Il Tevere in rovina: spaccio e abusivi all'ombra dei ponti romani

Tra accampamenti abusivi, spaccio e degrado, sempre meno romani si avventurano sulle banchine del Tevere. L'appello dei ciclisti: "C’è bisogno di un gruppo stabile della polizia locale che si sposti in bicicletta"

Il Tevere in rovina: spaccio e abusivi all'ombra dei ponti romani

Basta un fischio o anche solo un gesto ad allertare i pusher che presidiano le banchine del Tevere. La droga la nascondono nella vegetazione (che a definirla incolta le si fa un complimento) e quando il cliente fa capolino dai muraglioni, qualche metro più in su, recuperano le dosi e avviene lo scambio. Succede anche questo lungo gli argini del fiume che attraversa la Città Eterna.

A raccontarcelo con dovizia di particolari è un giovane appassionato di pesca sportiva, Federico. Frequenta il lungotevere all’altezza del ponte Rotto, in pieno centro città, per hobby e passione. Un passatempo più pericoloso di quel che si creda. “Veniamo a pescare sempre in coppia – dice indicando l’amico intento ad armeggiare con la canna da pesca – perché, soprattutto all’imbrunire, si rischia grosso”. Il riferimento è alla tragica fine di Beau Solomon, lo studente inglese annegato nel Tevere una notte di giugno del 2016. A scaraventarlo in acqua dopo una lite, secondo l’accusa, sarebbe stato un clochard che dormiva sotto ponte Garibaldi.
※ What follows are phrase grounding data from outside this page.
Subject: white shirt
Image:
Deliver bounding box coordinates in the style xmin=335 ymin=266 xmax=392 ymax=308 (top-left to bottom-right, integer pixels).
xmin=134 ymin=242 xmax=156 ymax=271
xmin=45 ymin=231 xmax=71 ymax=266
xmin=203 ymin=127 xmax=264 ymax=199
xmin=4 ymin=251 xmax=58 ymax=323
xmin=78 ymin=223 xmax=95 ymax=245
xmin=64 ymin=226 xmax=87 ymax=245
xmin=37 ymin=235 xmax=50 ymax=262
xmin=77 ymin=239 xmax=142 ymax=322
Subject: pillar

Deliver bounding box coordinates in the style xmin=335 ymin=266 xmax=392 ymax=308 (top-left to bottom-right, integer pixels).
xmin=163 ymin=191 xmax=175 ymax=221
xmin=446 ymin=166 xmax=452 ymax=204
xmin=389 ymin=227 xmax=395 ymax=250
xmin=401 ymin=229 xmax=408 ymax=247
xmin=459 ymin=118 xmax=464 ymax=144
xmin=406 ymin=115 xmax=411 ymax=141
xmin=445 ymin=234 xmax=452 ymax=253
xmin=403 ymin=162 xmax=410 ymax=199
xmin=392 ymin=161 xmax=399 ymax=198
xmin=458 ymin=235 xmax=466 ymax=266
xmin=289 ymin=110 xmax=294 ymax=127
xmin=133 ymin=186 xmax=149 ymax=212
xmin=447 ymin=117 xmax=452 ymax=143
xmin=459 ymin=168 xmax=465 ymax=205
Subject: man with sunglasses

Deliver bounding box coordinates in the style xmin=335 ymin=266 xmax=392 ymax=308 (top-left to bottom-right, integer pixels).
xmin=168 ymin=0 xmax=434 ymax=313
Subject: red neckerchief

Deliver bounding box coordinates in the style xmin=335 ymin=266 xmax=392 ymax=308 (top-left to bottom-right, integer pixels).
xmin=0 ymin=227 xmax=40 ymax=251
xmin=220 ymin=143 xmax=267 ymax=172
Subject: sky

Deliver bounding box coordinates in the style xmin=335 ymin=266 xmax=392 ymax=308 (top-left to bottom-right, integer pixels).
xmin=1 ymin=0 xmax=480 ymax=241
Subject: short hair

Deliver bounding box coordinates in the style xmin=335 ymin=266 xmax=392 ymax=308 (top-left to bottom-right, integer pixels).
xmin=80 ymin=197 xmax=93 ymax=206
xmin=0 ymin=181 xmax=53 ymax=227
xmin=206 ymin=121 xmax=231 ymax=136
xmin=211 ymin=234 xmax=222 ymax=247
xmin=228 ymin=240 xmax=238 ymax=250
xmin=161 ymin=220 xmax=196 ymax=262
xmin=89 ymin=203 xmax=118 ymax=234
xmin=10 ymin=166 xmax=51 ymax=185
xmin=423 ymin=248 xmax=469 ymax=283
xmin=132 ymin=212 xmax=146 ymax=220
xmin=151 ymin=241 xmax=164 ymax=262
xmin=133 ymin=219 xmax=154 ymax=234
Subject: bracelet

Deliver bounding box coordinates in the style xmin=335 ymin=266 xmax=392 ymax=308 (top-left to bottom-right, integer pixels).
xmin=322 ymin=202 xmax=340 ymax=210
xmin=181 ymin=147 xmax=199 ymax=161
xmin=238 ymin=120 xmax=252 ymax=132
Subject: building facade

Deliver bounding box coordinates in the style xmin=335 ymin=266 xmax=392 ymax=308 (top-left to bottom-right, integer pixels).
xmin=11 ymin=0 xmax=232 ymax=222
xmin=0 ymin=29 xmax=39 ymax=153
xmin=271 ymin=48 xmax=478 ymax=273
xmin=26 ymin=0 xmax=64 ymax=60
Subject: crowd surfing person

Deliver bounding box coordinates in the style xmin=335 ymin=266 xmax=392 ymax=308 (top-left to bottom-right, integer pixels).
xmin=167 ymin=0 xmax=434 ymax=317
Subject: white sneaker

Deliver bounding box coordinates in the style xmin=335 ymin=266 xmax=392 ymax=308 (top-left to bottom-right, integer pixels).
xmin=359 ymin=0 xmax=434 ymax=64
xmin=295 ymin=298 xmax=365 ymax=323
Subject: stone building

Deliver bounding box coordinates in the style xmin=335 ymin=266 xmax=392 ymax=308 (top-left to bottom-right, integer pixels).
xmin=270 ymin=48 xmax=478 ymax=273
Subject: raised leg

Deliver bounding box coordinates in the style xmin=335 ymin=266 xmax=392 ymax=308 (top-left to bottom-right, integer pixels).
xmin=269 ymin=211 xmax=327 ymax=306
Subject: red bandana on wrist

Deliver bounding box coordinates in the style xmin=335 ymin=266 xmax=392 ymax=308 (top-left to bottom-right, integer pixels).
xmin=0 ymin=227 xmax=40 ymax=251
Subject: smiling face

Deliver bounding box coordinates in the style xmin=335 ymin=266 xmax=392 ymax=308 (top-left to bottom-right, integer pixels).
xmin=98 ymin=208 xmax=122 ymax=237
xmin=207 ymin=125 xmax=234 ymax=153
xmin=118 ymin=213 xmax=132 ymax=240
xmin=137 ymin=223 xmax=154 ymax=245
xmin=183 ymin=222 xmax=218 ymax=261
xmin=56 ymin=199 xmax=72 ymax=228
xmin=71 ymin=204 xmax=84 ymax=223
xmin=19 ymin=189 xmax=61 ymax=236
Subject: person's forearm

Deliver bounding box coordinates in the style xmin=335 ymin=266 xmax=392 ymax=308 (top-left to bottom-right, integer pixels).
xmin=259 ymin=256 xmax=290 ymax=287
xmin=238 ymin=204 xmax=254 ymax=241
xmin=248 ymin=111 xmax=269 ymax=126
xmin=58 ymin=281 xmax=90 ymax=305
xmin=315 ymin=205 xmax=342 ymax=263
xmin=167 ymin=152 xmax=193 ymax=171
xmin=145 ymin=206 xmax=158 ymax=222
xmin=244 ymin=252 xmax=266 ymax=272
Ma la ricostruzione della Procura, che per il senzatetto aveva chiesto l’ergastolo, non ha convinto i giudici. “Scippi, rapine e aggressioni non sono una novità da queste parti. Io stesso – aggiunge Federico – sono stato vittima di una tentata rapina”.

All’ombra dei ponti romani esiste una realtà parallela. Lo sbocco della Cloaca Massima, a due passi dall’Isola Tiberina, uno dei luoghi più suggestivi del Tevere, è un ricovero per sbandati e punkabbestia. Circa una decina di persone, che bivaccano a ridosso del monumento d’ingegneria idraulica civile più antico della città. Proseguendo in direzione del Gazometro, invece, iniziano a comparire le prime casupole. Vere e proprie cittadelle che, di ansa in ansa, diventano sempre più grandi. Sotto al ponte di Ferro se ne intravede una, arroccata in cima ai muraglioni e praticamente impossibile da scorgere nella sua interezza. Ma il caso più eclatante è quello del villaggio rom del viadotto del Magliana. Tra i pilastri di travertino abita una comunità di nomadi circondata da una maxi discarica. E non è difficile imbattersi in bimbi, anche piccolissimi, che rovistano assieme ai genitori nella distesa di immondizia e vecchi elettorodomestici che circonda la favela. “Discariche e insediamenti abusivi sono una piaga ormai storica, alcune volte interviene la polizia locale, ma – ci racconta Fausto, un ciclista che chiede soluzioni definitive – le bonifiche sono sterili perché le persone sgomberate si riaccampano qualche metro più in là”.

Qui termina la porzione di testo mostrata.